At 4 o'clock this afternoon I wandered into a convenience store in lower Gloucester, notebook and pen at the ready, camera in my jacket pocket. Cigarette smoke was adrift from a handful of chain smokers arguing over whether the moon cycle and wind direction were just right to make this one doozy of a flood, while outside the remnants of Hurricane Ida barreled ashore off the Atlantic. Ida would not go gently into the good night. We might get 10 inches of rain here in Gloucester by the time Ida finally wrings herself out. The winds are howling in 6o mile per hour gusts through the trees, shredding American flags flying on teetering poles. And down in the flood zone known as Guinea, fleets of cars and boats and pickups were parked on high ground at churches, a school and a civic club, and sometimes merely choice spots of front yards that lie a few inches higher than the rest of the place. At the Achilles Shopping Center, which is a highfalutin name for what really amounts to nothing more than a gas station, 24-hour, seven-day-a-week, 365-day-a-year country market and obligatory post office, the bottom shelves were emptied in case the water poured in through the front door.

Water is no stranger to these parts. Sometimes a full moon and the right tide can send saltwater up to front steps and across roads. A heavy rain fills ditches to overflowing because there's nowhere for the water to drain. But throw the elements together -- a hard rain, a lashing wind, the right moon cycle and something funky going on out in the Gulf Stream that makes the bay water a foot higher than normal -- and fear seeps through Guinea. The memories of the last big flood are still fresh in Guinea, where houses are being jacked up 10 feet off the ground, six years after torrents of water from Hurricane Isabel burst across the land, wrecking houses and wrecking lives.

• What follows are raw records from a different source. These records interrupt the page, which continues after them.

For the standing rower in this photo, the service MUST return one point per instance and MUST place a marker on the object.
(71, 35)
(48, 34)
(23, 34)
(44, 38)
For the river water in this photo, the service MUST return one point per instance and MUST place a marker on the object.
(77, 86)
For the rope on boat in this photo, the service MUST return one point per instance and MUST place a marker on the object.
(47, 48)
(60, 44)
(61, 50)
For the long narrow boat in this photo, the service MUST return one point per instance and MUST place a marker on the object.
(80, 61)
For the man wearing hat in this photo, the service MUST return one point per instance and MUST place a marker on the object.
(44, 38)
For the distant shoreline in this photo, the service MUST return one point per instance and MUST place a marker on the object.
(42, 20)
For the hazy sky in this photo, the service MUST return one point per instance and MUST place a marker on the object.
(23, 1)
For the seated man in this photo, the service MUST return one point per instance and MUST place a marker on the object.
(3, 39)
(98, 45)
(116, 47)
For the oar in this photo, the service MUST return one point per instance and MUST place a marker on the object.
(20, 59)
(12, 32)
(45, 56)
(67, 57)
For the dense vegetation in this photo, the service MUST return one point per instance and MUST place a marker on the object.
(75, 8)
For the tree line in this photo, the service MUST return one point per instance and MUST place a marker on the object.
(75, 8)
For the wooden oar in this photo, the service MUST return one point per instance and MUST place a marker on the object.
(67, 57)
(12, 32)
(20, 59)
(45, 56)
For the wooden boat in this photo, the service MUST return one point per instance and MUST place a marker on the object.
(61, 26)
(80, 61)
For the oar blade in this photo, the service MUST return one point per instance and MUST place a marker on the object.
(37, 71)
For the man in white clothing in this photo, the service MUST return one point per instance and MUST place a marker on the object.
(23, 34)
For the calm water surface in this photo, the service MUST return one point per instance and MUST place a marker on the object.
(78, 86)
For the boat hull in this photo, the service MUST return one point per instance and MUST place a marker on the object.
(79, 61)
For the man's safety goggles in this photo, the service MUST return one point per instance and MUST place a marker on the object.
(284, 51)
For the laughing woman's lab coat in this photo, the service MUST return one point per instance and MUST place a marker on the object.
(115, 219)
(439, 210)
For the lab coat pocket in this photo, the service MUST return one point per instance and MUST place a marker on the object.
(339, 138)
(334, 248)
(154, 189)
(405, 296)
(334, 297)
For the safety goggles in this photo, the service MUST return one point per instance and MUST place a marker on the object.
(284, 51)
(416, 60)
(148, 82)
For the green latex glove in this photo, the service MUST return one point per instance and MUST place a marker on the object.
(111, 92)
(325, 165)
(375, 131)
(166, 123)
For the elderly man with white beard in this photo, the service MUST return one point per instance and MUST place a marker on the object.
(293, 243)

The peak of the flood is supposed to hit at high tide tomorrow morning around 6 a.m. At 4:30 this afternoon, the water was pooling over the parking lot; within two hours it would be trickling in the front door when jacked up pickups drove through the lot creating wakes. Inside, a man in a camo ball cap paused between drags of a cigarette and tried to reach his 75-year-old momma by cell phone. The National Guard troops were on their way to get her, the two dogs and a cat that live with her, and he was trying to let her know they were coming for her. He had bailed out earlier, but momma wouldn't budge. Until now, when the water reached the top of her front steps with an hour to go yet until the flood hit its peak. He got a busy signal over and over again. Someone asked him why his momma didn't leave with him. The man shook his head. "She has the faith in the Lord," he said.